Television's taboos tangled in nations' lingering guilt


March 10, 1994|By Dan Fesperman | Dan Fesperman,Berlin Bureau of The Sun

BERLIN -- Among the recent prime-time offerings on German television was American actress Valerie Perrine sprawled nude on a bed, lustily displaying herself for a salivating Dustin Hoffman.

It was a scene from the 1970s film "Lenny," a biography of self-destructive comedian Lenny Bruce, and you didn't need cable to see it.

Meanwhile, playing at the same moment in Germany on U.S. armed forces television was a memorable scene from the Mel Brooks comedy "Blazing Saddles." Dusty cowboys encircled a campfire, gobbling beans. Anyone who has seen the film knows what comes next -- an ear-splitting symphony of flatulence.

Not this time. One cowpoke lifted a leg and sighed. Another burped. A U.S. censor had snipped the rest.

The moment's contrast speaks volumes about the different interpretations of "free expression" on German and American television.

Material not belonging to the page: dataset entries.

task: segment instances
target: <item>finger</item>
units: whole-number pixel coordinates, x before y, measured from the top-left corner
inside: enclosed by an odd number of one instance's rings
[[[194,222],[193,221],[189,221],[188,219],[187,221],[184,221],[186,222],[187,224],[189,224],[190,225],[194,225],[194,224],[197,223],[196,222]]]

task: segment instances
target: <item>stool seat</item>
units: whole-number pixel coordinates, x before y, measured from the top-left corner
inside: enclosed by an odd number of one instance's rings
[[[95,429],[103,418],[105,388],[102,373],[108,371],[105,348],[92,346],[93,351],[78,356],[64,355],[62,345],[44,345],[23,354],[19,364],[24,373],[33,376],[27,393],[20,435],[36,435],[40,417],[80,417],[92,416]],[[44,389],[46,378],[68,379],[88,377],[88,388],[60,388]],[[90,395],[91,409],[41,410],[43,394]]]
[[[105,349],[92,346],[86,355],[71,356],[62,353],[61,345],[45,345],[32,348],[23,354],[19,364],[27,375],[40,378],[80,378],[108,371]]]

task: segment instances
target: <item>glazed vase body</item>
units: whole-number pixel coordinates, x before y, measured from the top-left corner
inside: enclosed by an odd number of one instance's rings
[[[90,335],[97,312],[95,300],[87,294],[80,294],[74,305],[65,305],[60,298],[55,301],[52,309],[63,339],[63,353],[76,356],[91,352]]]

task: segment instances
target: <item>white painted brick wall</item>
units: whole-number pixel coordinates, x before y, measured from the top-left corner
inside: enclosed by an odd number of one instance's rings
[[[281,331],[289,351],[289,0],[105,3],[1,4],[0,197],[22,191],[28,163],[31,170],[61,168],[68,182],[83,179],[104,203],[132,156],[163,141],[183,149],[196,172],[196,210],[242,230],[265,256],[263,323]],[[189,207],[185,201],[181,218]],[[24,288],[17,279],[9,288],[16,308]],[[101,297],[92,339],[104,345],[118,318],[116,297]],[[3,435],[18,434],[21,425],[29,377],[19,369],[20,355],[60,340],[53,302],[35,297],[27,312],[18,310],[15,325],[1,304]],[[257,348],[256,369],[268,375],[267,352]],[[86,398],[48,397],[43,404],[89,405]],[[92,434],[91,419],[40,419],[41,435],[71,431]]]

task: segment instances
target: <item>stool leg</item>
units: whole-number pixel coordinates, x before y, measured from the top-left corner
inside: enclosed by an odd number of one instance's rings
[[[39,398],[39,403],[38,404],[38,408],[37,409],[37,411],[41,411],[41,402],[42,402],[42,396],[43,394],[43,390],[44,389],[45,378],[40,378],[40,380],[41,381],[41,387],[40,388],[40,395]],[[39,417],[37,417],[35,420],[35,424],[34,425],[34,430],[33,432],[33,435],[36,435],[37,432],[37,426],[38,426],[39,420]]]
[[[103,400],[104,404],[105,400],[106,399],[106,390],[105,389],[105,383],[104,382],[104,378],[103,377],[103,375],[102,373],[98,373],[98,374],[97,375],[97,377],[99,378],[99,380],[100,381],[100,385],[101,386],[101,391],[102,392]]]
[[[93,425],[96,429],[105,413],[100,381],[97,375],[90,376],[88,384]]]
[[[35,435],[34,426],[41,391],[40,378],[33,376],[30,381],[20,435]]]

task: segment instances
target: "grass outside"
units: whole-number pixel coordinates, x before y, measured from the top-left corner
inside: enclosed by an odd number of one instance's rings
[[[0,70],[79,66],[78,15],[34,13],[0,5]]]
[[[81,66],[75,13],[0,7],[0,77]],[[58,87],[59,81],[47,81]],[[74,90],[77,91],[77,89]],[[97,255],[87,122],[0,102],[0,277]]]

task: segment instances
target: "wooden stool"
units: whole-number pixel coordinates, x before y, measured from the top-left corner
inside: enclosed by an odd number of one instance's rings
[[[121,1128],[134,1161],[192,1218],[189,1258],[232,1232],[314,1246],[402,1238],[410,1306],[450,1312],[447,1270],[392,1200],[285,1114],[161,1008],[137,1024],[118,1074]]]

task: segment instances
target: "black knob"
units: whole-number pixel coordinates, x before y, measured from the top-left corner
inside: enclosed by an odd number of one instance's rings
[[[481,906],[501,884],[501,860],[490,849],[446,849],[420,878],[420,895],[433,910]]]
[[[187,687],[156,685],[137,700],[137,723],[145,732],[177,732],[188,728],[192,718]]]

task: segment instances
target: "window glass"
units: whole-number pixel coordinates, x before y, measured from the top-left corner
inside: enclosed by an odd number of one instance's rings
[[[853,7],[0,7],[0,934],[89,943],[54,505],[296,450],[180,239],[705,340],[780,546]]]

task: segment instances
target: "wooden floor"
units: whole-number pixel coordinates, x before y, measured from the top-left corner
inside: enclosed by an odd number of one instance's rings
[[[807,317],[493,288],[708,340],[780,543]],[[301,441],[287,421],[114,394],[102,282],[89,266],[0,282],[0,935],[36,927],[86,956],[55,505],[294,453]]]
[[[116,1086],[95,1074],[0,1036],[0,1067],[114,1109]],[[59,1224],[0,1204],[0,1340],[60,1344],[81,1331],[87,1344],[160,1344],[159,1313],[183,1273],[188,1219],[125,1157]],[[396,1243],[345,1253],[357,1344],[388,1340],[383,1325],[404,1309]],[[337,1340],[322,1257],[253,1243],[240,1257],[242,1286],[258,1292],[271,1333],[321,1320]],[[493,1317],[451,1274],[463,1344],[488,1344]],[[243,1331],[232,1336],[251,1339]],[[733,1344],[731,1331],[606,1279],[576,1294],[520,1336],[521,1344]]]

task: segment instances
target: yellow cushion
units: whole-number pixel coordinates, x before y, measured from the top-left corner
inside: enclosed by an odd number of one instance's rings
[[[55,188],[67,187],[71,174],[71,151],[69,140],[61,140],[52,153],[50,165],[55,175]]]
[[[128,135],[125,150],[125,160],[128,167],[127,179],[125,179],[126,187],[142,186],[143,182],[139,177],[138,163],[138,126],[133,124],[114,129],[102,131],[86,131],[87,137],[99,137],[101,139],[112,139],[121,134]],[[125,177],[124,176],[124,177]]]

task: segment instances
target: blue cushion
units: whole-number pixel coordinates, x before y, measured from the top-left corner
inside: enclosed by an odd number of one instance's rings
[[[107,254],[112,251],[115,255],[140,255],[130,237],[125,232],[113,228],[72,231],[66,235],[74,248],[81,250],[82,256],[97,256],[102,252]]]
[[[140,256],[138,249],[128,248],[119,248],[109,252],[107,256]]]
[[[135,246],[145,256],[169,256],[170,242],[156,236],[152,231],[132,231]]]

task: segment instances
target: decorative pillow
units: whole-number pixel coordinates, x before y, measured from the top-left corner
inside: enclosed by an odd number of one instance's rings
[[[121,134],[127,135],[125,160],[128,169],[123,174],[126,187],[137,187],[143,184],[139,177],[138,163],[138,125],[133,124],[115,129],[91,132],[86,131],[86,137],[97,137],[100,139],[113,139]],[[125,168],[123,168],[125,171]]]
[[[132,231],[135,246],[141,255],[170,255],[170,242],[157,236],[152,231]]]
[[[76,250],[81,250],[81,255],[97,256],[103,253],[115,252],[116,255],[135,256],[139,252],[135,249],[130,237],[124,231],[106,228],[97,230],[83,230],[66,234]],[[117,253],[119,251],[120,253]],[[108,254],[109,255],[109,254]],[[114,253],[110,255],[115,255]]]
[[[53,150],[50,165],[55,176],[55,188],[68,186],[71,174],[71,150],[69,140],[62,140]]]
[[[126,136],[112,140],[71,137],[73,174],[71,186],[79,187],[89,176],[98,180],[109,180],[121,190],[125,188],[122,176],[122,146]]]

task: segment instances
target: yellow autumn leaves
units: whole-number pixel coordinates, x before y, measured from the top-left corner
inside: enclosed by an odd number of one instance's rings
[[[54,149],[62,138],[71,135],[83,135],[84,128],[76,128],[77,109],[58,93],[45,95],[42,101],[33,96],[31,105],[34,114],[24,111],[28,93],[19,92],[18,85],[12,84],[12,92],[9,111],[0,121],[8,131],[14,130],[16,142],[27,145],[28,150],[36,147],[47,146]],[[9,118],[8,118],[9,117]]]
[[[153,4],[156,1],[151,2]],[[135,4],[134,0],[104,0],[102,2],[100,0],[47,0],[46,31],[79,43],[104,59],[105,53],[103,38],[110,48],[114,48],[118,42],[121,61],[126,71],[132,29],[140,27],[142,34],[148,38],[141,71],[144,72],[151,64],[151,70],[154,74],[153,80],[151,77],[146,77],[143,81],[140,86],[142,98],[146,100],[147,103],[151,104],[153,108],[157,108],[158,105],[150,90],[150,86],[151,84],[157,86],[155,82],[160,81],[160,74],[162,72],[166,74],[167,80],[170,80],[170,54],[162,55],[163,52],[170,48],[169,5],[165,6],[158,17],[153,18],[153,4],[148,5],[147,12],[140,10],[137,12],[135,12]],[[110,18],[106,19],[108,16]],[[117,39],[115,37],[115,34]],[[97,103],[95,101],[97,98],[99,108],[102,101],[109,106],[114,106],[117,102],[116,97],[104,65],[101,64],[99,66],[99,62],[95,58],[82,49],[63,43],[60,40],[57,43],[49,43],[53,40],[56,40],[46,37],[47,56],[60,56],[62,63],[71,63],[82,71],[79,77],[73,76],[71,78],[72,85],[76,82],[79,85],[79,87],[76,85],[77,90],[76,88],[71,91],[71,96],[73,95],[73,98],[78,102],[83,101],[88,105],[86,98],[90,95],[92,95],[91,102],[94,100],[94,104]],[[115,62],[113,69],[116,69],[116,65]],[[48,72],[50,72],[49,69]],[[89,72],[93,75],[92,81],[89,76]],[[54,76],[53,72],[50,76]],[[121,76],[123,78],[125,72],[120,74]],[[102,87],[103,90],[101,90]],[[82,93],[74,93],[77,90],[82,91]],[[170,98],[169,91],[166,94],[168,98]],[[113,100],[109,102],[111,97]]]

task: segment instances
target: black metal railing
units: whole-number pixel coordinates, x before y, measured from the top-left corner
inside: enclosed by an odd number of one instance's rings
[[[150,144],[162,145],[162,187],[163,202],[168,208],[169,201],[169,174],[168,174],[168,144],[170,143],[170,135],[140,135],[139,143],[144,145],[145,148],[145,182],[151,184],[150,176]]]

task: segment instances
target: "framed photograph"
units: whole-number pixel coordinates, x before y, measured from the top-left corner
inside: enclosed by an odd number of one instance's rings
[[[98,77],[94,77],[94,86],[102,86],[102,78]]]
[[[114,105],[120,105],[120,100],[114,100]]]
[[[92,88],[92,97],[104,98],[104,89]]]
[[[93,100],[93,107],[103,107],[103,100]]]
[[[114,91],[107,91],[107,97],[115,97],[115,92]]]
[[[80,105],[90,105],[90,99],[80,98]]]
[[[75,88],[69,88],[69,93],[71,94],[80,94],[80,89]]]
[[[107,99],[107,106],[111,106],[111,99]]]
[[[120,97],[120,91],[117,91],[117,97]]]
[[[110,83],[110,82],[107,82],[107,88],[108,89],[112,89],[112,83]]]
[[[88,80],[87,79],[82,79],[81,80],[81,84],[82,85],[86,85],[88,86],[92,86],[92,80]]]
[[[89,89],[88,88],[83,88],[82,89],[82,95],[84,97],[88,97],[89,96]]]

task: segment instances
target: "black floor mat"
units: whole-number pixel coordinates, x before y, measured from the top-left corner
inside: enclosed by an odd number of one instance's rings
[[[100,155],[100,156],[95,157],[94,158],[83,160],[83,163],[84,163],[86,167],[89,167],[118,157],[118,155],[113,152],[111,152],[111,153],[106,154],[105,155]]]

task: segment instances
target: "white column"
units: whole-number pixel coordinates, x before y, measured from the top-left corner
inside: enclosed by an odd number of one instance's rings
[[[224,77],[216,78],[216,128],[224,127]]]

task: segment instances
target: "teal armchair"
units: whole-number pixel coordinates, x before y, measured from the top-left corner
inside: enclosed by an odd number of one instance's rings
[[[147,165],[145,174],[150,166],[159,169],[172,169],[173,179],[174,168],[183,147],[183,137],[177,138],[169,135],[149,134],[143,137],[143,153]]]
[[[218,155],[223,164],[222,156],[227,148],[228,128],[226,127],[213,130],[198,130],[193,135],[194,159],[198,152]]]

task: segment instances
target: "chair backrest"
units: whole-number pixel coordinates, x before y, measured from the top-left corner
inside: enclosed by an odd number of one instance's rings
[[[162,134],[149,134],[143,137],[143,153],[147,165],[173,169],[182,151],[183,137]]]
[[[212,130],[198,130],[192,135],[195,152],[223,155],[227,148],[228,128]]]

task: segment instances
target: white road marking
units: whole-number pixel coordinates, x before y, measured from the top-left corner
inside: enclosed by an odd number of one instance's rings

In the United States, despite the almost constant wailing about television's loose morals, the networks are relatively prudish. jTC (Probably not as prudish as the Armed Forces Network, but what can one expect from an outfit that runs public service spots that admonish, "Your fingernails. Wear them in good health?")

In Germany, however, almost anything goes when it comes to sexuality or crude humor on television.

"There is a quite simple reason for this," explains Stephan Russ-Mohl, a professor at the Free University of Berlin who studies U.S.-German differences in mass media. "In your country, there is still a very strong Puritan tradition. Those people who were the most moralistic ones in the Old World went to the New World in the last century."

That's why at almost any newsstand in Germany, or anywhere else in Europe for that matter, you'll usually see at least one magazine cover displaying a bare-breasted woman, while in U.S. convenience stores such covers are hidden.

It's also why the German TV network SAT-1 regularly shows soft- core porn movies, replete with bad acting and flocks of women who disrobe at the first hint of male desire.

For the latest reading on puritanical TV barons in the United States, one needs only to look to last month, when NBC canceled a "Tonight Show" appearance by comedian Martin Lawrence after he got a little fast and loose with sexual humor on an episode of "Saturday Night Live."

German television's hang-ups and taboos aren't as readily apparent, and tend to be tangled up in the nation's lingering guilt and angst over World War II.

Consider the recent controversy over the film "Profession: Neo-Nazi." As the title implies, the movie dramatizes the life of a young man who becomes a neo-Nazi, and the film's clear message is that this lifestyle is neither worthy nor desirable. If filmed in English, there would be virtually no reason not to show it on U.S. television.

Yet, the powers at German television decided that the film was too hot for viewers to handle on their own. It might tend to glorify the neo-Nazi lifestyle for young, impressionable and, ( presumably, fairly stupid viewers, the reasoning went.

So, by the time the VOX network got around to showing the film, whole portions had been cut, and the remaining ones were accompanied by commentary driving home the point that this was bad conduct.

Mr. Russ-Mohl points out that Germany also suddenly gets squeamish about sex whenever it involves the nation's politicians. This goes for the print media as well as television. A top magazine editor lost her job last year over stories implying that Chancellor Helmut Kohl had a mistress, although no one ever disputed the facts of the stories.

This means that you don't see any tabloid TV shows, such as America's "Hard Copy" or "A Current Affair," flashing images of the likes of Gennifer Flowers.

It's hard to see what benefits result from either nation's restrictions.

Despite the relative sexual tameness of the television networks in the United States, the country's rate of reported rapes zooms along at roughly six times the German rate.

Despite Germany's dainty approach to neo-Nazi themes, the country's rate of violent "hate crimes" is about twice that of the United States.

And if one believes a couple of former Arkansas state troopers, freewheeling publicity about the sex lives of politicians has done nothing to dampen Washington libidos.

One can only blush to think what unreported dalliances must be going on in Bonn.